Equity Investment – Example (one of) long term strategy
Now, this is what long-term investment in equity can bring. You can see QL Bhd has been regularly giving bonus shares every 3-4 years. It has just announced another bonus issue for this year 2024.
Bonus shares are a concept of slicing the same cake into more pieces. Although some investors argue that this does not reward shareholders, this is not correct.
From a long-term perspective, after bonus issues, the share price will be adjusted downward due to more shares being available to shareholders.
Take an illustration:
If you bought 2,000 shares at RM5 each in 2010 (Invested RM10,000).
If the company gave you a 1:2 bonus issue in 2013, you would have 3,000 shares. If the price in 2013 was RM9 per share before the bonus, your worth of RM18,000 would become RM6 per share for 3,000 shares, and it is still RM18,000.
However, many scenarios can come in:
A. If the company maintains the same dividend payout from improved performance, say at RM0.03 dividend, which was worth RM60.0, it will now be RM90.00.
B. You can sell your 1,000 shares and keep the remaining 2,000. Again, as performance improves, the price will eventually climb from RM6 to RM9. So, you have realized some gain into cash while retaining your capital holding.

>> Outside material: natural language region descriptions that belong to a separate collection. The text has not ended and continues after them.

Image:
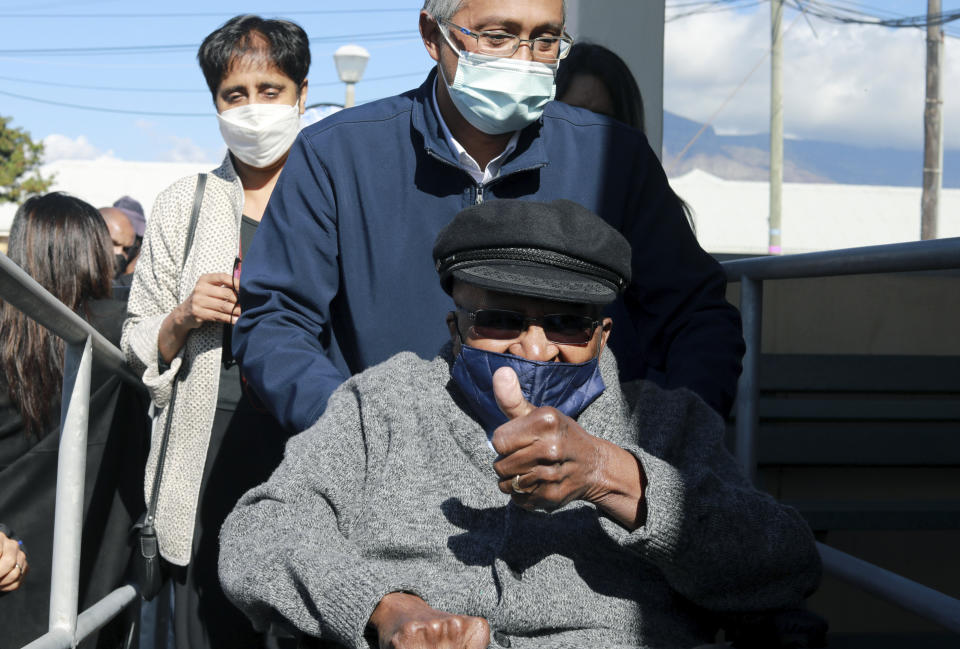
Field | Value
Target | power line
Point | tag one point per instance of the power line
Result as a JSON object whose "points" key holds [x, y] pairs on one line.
{"points": [[102, 109], [709, 7], [205, 14], [163, 49]]}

C. The best situation is to hold, as there will be further bonus issues. Just like you see what happened to QL. Again, for illustration, imagine the company undertakes a 1 for 2 bonus issue every 3 years. If you keep the shares for 10 years, you will get 3 times bonus. So, the same 2,000 shares you started with will end up as 3,000, then 4,500, then 6,750. And if they consistently improve their performance and the share price continues to grow after the bonus, hypothetically, say they maintain at RM5.00, then the RM10,000 you invested, after 10 years, becomes RM33,750.00, and this is before the dividends you collect every year.
How do we know this is a company like QL?
Well, you need to read and understand the company, assess their business nature, read financial figures, look at their governance, and review their past performance. You need to have knowledge, and you need to apply the knowledge.
You need patience, not the sexy excitement of gambling in the stock market, and many do not have this.
In this investing journey, many will come and celebrate at your peak and say, “If I had known, I would have done that.” But no one will join in the journey when they believe it is a long and boring journey.
This is what about what we learn and what we teach in Professional Accountancy – but is more than that. It is not just the head, but the heart too. Knowledge is a kind of animal, while Application is another kind of animal altogether.